Trabalhei no Banco Real, onde a matriz era na Avenida Paulista, muito chique… Naquela época, era obrigatório as mulheres usarem saias, sapatos de salto agulha 10 cm, mas o grande problema que enfrentávamos eram os pisos modernos de pedras rústicas, onde os saltos teimavam em entrar nos vãos e se quebravam.
Outro problema na época era o local para alimentação, muito caro e nenhum local popular, até que um belo dia surgiu o McDonald’s, com um lanche combinado e acessível ao nosso bolso de bancária. Almoçávamos todos os dias um combinado "paulistinha" (hambúrguer simples, batata frita e refrigerante). São etapas de nossa vida que ficam marcadas na lembrança.
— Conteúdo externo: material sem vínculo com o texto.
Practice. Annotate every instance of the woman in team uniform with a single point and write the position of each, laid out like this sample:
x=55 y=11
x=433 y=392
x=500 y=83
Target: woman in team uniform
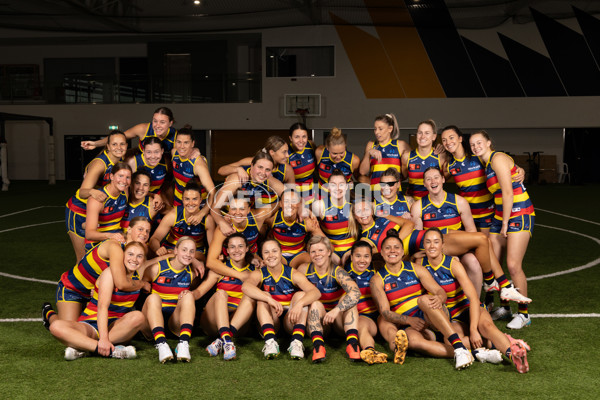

Na juventude, dos anos 70 e 80, íamos muito ao cinema, aos encontros de jovens em igrejas, com os amigos e namorados. O cinema muito famoso na época, era o Gemini, mas só podíamos freqüentar, quando recebíamos o nosso salário. Tudo muito difícil, trabalhávamos, pagávamos a nossa faculdade, tínhamos que ser responsáveis desde muito cedo, diferente da juventude de hoje, onde os pais patrocinam os filhos, que demoram muito mais para serem independentes.
Fazíamos passeatas, greves, caras pintadas, movimento em prol da mulher, tudo acontecia na Avenida Paulista. Nesta época, surgiu o moderno MASP, foi e sempre será o ponto de encontro, para curtir simplesmente ou aprender, ensinar, rir e ser feliz.
Foi muito bom viver cada momento, marcado por boas e más lembranças, que fazem a história de nossa vida.